Mariano Sánchez Soler estima en La transición sangrienta (Península, 2010), que fueron asesinadas 600 personas en el modélico proceso desde 1975 y 1983. En la serie se recoge un episodio interesante en que los matones de la extrema derecha apalean a jóvenes gais. Hay un muerto… Pero de nuevo se desaprovecha un contexto idóneo para una buena trama y se patina sobre lo superficial, en este caso una relación sentimental. La serie parece decir: se cometían excesos y barbaridades, cierto, pero a pesar de todo el sistema funcionaba. Tanto es así que al jefe de los jóvenes falangistas, ex policía, lo expulsan de la comisaría ¡por saltarse las reglas! Si en las comisarías franquistas se torturaba tanto que a veces incluso saltabas por la ventana como Enrique Ruano, ¿qué haría para que lo expulsaran? ¿O quizás es que no se torturaba tanto y el que se pasaba era expulsado?
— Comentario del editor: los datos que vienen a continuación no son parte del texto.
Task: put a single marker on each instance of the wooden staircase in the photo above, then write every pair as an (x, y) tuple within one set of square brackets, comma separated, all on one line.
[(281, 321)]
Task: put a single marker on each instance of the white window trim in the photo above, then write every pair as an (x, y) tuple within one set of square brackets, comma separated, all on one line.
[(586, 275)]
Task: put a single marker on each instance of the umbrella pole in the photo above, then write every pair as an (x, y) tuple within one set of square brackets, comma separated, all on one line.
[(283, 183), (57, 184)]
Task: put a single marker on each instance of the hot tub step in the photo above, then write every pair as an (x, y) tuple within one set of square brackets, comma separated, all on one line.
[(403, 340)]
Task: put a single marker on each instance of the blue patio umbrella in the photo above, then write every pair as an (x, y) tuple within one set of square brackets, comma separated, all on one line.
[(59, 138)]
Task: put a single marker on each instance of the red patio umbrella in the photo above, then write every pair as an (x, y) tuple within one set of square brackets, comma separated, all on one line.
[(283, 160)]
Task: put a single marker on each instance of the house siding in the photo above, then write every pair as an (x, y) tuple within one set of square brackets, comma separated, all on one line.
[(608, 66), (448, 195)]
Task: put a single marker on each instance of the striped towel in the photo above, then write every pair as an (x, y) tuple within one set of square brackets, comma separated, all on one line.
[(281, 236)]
En resumen, La chica de ayer se queda en una comedia con algún tinte dramático e ínfulas históricas. Se pierde en la trama y en un contexto que no sabe manejar. Sirve para pasar el rato, si no le pides explicaciones. Antonio Garrido, que mejora algo en La playa de los ahogados (Gerardo Herrero, 2015) con un papel parecido, no da la talla como tipo duro; Ernesto Alterio a lo suyo.